Single by Bob Hope and Shirley Ross

from the album The Big Broadcast of 1938
- A-side: "Two Sleepy People"
- Published: 1938 by Paramount Music
- Recorded: 1938
- Genre: Traditional pop
- Label: Decca
- Composer(s): Ralph Rainger
- Lyricist(s): Leo Robin

= Thanks for the Memory =

1938 song

"Thanks for the Memory" (1938) is a popular song composed by Ralph Rainger with lyrics by Leo Robin. It was introduced in the 1938 film The Big Broadcast of 1938 by Bob Hope and Shirley Ross, and recorded by Shep Fields and His Orchestra featuring John Serry Sr. on accordion in the film and vocals by Bob Goday on Bluebird Records (B-7318, 1937). Dorothy Lamour's solo recording of the song was also popular, and has led to many mistakenly believing over the years that it was she who sang the tune with Hope in the film (in which Lamour also appeared).

In the film, Ross and Hope's characters are a divorced couple who encounter each other aboard a ship. Near the film's end, they poignantly sing one of the many versions of this song, recalling the ups and downs of their relationship - then they decide to get back together.

In the fifth verse, Robin recalled the couple's romantic weekend in Niagara. His original lyrics were: "That weekend at Niagara when we never saw the falls." However, the line was rejected by producers who feared it was too suggestive. Robin was furious, and a bitter row ensued with neither side giving way. Finally, a compromise was reached that had Bob Hope singing, "That weekend at Niagara when we hardly saw the falls." Robin never forgave this censorship; he considered it ridiculously prissy and thought it ruined the song. However, the way Shirley Ross responds with, "How lovely that was!" indicates that "never" was indeed the better choice.

The song won the Academy Award for Best Original Song, and became Hope's signature tune, with many different lyrics adapted to any situation. In 2004, it finished No. 63 on AFI's 100 Years...100 Songs survey of top tunes in American cinema.

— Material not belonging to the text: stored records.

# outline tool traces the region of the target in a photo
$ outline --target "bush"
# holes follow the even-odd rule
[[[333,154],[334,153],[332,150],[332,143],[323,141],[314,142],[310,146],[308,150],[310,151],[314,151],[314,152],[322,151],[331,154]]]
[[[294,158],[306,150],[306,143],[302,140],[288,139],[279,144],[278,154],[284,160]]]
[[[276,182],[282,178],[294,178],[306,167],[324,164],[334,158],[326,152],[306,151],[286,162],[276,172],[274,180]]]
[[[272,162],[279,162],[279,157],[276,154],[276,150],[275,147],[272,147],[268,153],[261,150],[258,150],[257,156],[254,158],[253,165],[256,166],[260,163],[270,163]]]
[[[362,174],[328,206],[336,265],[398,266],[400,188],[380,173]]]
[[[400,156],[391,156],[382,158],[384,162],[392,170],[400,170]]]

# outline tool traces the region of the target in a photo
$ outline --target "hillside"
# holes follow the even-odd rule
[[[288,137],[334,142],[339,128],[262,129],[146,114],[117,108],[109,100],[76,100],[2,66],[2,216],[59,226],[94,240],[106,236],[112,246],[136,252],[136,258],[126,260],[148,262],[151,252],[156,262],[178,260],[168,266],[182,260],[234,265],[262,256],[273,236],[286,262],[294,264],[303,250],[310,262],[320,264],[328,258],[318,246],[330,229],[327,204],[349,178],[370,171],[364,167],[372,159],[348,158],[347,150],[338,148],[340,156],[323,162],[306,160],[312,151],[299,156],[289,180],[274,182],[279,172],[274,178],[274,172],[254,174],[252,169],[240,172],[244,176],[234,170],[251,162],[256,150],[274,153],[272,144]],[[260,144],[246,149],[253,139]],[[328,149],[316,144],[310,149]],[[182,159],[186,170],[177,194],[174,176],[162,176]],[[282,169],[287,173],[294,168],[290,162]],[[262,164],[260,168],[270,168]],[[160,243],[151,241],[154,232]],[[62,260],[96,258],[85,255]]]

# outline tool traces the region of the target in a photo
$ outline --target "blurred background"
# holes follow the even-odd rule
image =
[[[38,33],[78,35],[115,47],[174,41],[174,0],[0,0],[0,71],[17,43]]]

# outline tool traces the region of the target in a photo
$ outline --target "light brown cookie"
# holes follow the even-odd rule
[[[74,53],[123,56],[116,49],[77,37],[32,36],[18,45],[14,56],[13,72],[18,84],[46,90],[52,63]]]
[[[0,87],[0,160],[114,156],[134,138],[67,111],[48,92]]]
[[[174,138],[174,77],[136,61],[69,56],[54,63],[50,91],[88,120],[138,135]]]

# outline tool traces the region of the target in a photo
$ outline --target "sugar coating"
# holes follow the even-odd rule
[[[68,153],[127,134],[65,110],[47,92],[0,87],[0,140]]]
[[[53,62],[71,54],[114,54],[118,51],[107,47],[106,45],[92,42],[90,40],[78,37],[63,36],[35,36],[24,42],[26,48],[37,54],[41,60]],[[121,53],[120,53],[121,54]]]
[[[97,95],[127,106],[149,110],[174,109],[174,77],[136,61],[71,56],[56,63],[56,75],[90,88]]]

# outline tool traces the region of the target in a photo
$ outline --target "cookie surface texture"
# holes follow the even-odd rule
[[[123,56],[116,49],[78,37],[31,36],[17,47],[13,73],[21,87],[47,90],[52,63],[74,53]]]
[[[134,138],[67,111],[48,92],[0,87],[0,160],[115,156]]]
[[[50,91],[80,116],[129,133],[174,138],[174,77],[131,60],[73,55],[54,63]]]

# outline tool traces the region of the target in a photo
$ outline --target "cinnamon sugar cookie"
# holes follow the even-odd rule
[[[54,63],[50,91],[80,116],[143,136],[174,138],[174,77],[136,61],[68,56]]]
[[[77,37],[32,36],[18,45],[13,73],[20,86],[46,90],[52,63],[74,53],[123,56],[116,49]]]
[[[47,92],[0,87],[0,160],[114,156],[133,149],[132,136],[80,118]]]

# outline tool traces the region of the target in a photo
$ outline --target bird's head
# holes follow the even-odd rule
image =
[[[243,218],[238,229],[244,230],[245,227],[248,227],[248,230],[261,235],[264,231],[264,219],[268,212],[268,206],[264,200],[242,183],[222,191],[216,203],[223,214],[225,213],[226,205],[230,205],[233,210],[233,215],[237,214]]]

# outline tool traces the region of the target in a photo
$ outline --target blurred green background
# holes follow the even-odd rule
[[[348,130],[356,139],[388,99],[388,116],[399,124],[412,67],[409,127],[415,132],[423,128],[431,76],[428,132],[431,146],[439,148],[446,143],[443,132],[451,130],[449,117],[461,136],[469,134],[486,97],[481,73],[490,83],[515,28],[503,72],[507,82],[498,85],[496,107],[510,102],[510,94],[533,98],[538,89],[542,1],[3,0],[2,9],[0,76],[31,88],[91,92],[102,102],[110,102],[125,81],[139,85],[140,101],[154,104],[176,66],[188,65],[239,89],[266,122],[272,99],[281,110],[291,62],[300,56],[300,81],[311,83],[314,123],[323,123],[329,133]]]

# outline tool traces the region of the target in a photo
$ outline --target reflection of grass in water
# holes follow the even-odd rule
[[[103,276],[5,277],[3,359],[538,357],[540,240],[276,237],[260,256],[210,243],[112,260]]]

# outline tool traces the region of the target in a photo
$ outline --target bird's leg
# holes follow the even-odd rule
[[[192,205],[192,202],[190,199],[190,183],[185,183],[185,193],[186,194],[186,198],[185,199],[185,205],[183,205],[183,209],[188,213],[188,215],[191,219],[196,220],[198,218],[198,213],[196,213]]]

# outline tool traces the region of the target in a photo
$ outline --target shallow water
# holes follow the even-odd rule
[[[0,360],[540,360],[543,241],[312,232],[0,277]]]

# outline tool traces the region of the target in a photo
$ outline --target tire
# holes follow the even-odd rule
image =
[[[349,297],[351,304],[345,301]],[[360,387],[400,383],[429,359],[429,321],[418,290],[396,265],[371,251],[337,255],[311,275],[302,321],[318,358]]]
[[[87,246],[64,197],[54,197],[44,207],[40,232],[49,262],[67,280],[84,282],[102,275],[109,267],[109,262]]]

The success of the song resulted in another film starring the same couple. This follow-up film to The Big Broadcast of 1938 is somewhat confusing because it was given the title Thanks for the Memory but the song of that name does not feature. The main song from this latter film was "Two Sleepy People" and this is often bracketed with its forerunner as the best romantic duet of Bob Hope's career. It was written in September 1938 by Hoagy Carmichael with lyrics by Frank Loesser, and was once again performed by Bob Hope and Shirley Ross. The film Thanks for the Memory was released in 1938.

==Cover versions==
- Shep Fields and his Rippling Rhythm Orchestra with vocalist Bobby Goday recorded the song in 1937. Bluebird Records B-7318-A
- Martha Tilton sang vocals with Benny Goodman's orchestra recorded on December 2, 1937. RCA Camden Records CAL-872
- Mildred Bailey recorded the song on January 10, 1938 with a mixed group featuring Chu Berry doing a nice tenor sax solo.
- Ella Fitzgerald recorded this with André Previn and his orchestra in 1955 (released as a single and on Sweet and Hot) and on her 1967 Verve release Whisper Not, with backing by Marty Paich and his orchestra.
- Bing Crosby recorded the song for his 1956 album, Songs I Wish I Had Sung the First Time Around.
- Jane Morgan for her album The American Girl from Paris (1956)
- Jim Hall recorded an arrangement on his 1957 debut album Jazz Guitar
- Sarah Vaughan recorded the tune for her 1958 album After Hours at the London House. She was apparently seeing the lyrics for the first time, as she stumbled over the term Parthenon twice before getting it right.
- Anita O'Day on the 1962 album Anita O'Day and Cal Tjader: Time for 2
- Harry Nilsson released a version on his 1973 album recorded with Gordon Jenkins, A Little Touch of Schmilsson in the Night.
- Wayne Shorter played a saxophone rendition on the 1979 Weather Report live album 8:30.
- Frank Sinatra recorded an extended version of the song with altered lyrics for his 1981 album, She Shot Me Down.
- Susannah McCorkle - Thanks For The Memory - Songs Of Leo Robin (1983), Most Requested Songs (2001)
- Rosemary Clooney on her 1985 album Rosemary Clooney Sings Ballads.
- Stacey Kent - included the tune on her 2001 Dreamsville album.
- Rod Stewart as the title track to his 2005 album Thanks for the Memory: The Great American Songbook, Volume IV.